Anna: E già, i nostri giochi erano quelli, la campana e le filastrocche, quando si poteva giocare, io che ero quella più grande (tre sorelle N.d.R.) mi toccava sempre andare a prendere quello e quell'altro, mi ricordo che c'era una signora che chiamavano "fraulin" (non ho capito se era un soprannome o se era una "signorina" ma non sono riuscito ad indagare oltre N.d.R.) aveva sempre le lire in tasca, dicevano che era il figlio che guadagnava tanto, mi dava mezzo soldo per andare la mattina alle sei a prendere mezzo litro di latte alla distribuzione, la distribuzione stava lontano da casa, e io ci andavo, con il bidoncino in mano, poi tutte e tre alle sei e mezzo stavamo già in fila dalle monache con le nostre ciotole di metallo per prendere il latte caldo e tre gallette per colazione, lo davano alle otto e mezzo, ma se arrivavi alle sette eri ultimo e non trovavi niente, mi ricordo che faceva freddo e camminavo dentro al cappottino con le mani ficcate in tasca ed i pugni chiusi per paura di perdere quel mezzo soldo e se incontravo qualcuno mi diceva: " a pupè, tielle bene dentro le manine che fa freddo!"

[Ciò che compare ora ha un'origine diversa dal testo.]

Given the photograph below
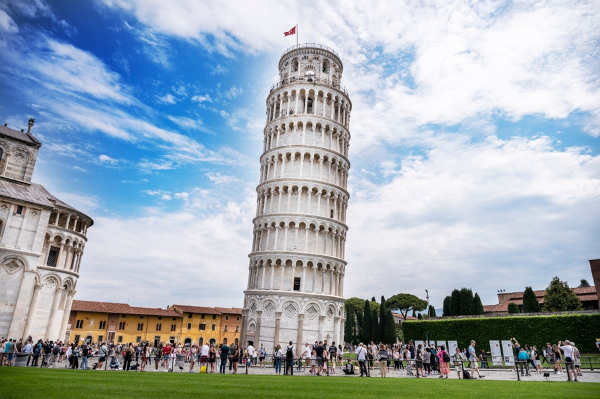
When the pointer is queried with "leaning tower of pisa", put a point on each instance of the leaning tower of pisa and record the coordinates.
(296, 272)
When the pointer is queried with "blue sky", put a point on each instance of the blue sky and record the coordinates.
(475, 128)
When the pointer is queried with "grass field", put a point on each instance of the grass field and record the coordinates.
(55, 383)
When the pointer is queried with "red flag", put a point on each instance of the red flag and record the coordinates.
(290, 32)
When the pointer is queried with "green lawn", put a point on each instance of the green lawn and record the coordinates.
(56, 383)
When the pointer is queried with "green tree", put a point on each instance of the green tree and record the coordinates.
(466, 302)
(455, 303)
(356, 306)
(365, 328)
(559, 297)
(530, 303)
(477, 305)
(583, 283)
(375, 334)
(432, 311)
(350, 326)
(382, 320)
(447, 311)
(389, 333)
(513, 308)
(404, 303)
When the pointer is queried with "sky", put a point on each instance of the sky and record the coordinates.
(474, 152)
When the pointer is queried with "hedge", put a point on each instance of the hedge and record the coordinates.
(583, 329)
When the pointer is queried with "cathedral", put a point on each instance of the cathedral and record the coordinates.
(42, 240)
(295, 289)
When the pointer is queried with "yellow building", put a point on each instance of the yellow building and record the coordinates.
(92, 321)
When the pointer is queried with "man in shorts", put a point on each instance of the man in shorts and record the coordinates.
(306, 355)
(473, 359)
(320, 349)
(361, 354)
(569, 353)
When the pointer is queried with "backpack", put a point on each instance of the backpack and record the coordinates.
(446, 357)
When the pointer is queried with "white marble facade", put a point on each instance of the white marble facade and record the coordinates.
(296, 273)
(41, 244)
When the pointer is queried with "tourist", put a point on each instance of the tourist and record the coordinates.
(568, 351)
(235, 357)
(224, 354)
(558, 358)
(103, 352)
(419, 360)
(536, 359)
(289, 358)
(444, 361)
(157, 355)
(458, 359)
(427, 360)
(306, 355)
(85, 351)
(332, 357)
(204, 354)
(212, 357)
(473, 359)
(361, 355)
(127, 357)
(277, 355)
(382, 357)
(523, 362)
(262, 355)
(577, 358)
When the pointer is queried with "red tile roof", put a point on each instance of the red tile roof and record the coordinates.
(195, 309)
(585, 294)
(120, 308)
(230, 310)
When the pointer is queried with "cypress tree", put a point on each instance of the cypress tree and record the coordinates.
(350, 326)
(365, 328)
(432, 311)
(389, 335)
(447, 311)
(530, 303)
(455, 304)
(477, 305)
(375, 334)
(466, 301)
(382, 320)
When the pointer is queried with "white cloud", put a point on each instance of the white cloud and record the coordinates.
(204, 244)
(107, 159)
(166, 99)
(202, 98)
(219, 178)
(6, 23)
(481, 215)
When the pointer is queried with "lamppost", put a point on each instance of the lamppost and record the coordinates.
(427, 292)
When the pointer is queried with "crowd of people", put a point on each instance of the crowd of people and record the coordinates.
(320, 358)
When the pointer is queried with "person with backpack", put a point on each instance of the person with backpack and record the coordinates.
(444, 361)
(289, 358)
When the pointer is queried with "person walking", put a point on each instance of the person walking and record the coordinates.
(277, 359)
(473, 359)
(444, 361)
(382, 357)
(361, 354)
(568, 350)
(224, 353)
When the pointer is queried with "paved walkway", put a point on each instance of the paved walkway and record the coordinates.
(490, 374)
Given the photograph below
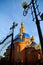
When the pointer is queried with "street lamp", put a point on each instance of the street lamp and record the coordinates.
(35, 14)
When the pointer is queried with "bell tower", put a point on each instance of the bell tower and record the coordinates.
(22, 30)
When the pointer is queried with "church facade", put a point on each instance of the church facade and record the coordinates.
(25, 49)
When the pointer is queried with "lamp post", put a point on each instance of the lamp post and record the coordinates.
(12, 28)
(33, 6)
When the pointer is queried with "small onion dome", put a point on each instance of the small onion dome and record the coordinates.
(33, 44)
(24, 35)
(32, 39)
(9, 47)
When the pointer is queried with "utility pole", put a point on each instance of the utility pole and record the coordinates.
(12, 28)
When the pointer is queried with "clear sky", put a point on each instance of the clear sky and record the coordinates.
(10, 11)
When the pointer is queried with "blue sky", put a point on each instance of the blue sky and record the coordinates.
(10, 11)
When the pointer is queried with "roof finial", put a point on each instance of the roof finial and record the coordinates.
(32, 38)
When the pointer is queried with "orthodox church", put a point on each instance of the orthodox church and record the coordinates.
(25, 49)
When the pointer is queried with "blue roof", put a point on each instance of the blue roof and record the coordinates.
(9, 47)
(19, 40)
(25, 35)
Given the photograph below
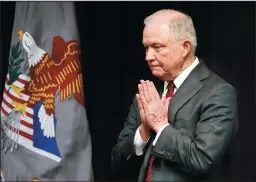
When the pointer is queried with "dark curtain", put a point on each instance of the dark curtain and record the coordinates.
(113, 63)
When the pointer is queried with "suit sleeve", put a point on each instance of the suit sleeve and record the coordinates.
(214, 130)
(123, 153)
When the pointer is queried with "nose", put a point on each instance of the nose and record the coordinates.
(150, 56)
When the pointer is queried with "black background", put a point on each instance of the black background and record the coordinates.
(113, 63)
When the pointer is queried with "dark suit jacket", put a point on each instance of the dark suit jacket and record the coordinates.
(196, 145)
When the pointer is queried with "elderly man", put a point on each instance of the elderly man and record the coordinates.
(183, 124)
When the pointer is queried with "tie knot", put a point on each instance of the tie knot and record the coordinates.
(170, 85)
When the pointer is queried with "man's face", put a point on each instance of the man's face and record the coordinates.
(163, 55)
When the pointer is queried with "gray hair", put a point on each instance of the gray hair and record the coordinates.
(181, 26)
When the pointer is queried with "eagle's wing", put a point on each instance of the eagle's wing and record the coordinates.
(68, 76)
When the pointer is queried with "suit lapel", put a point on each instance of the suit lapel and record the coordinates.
(188, 89)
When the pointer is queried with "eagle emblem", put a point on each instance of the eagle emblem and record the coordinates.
(28, 106)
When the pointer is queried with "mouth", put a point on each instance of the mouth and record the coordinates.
(20, 34)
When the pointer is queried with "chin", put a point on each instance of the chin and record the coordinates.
(159, 75)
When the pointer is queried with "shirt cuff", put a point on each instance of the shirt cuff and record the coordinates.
(139, 145)
(159, 133)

Adolfo: E non c'erano neanche le medicine, se ti facevi male o ti veniva qualche bolla, mia madre mi diceva di andare al prato a prendere la malva, faceva un impiastro con un po' di crusca, te lo legava sopra e via.
Mia Moglie: Sì ma dopo la guerra è andata meglio.
Adolfo: Macché meglio! La borsa nera c'era e peggio di prima, c'erano i soldi d'occupazione ma non valevano niente, si faceva il baratto, scarpe per farina…io le prime scarpe di pelle le ho avute nel 1950, prima portavamo gli zoccoli e i sandali che ci facevamo da soli con il legno o con i copertoni. Non c'era niente subito dopo la guerra, solo la fame e la miseria nera. Dal 50 abbiamo ricominciato un po' a respirare. Quando uscivamo fra giovanotti, c'era quello che aveva qualche lira in tasca e pagava pure per quello che non ce l'aveva senza fare discussioni, perché potevi stare sicuro che quello pure se aveva solo un soldo lo cacciava! C'era solidarietà ci si aiutava, non ci si nascondeva niente, spingevamo tutti insieme.
Io: Ma il referendum, e vero che hanno fatto brogli?
Adolfo: No, c'era molta confusione, ma quelle elezioni erano regolari come quelle di adesso.
Poi la conversazione ha cambiato strada, io so che mio suocero quando perse la madre è stato per parecchio tempo in collegio ma non si riesce a farlo parlare di quei giorni. Mi ha raccontato qualche altra cosa la settimana dopo.
Adolfo: Quando sono sbarcati gli Americani a Nettuno ed ad Anzio, io vedevo dalle finestre di casa i camioncini carichi di paracadusti della Nembo che andavano al fronte cantando, sembravano i padroni dl mondo, erano coperti di bombe a mano e fucili, ma ho visto anche ritornare gli sbandati, feriti stracciati e con gli occhi fissi, si trascinavano verso Roma. Erano solo ragazzi.....si, erano tempi duri quelli.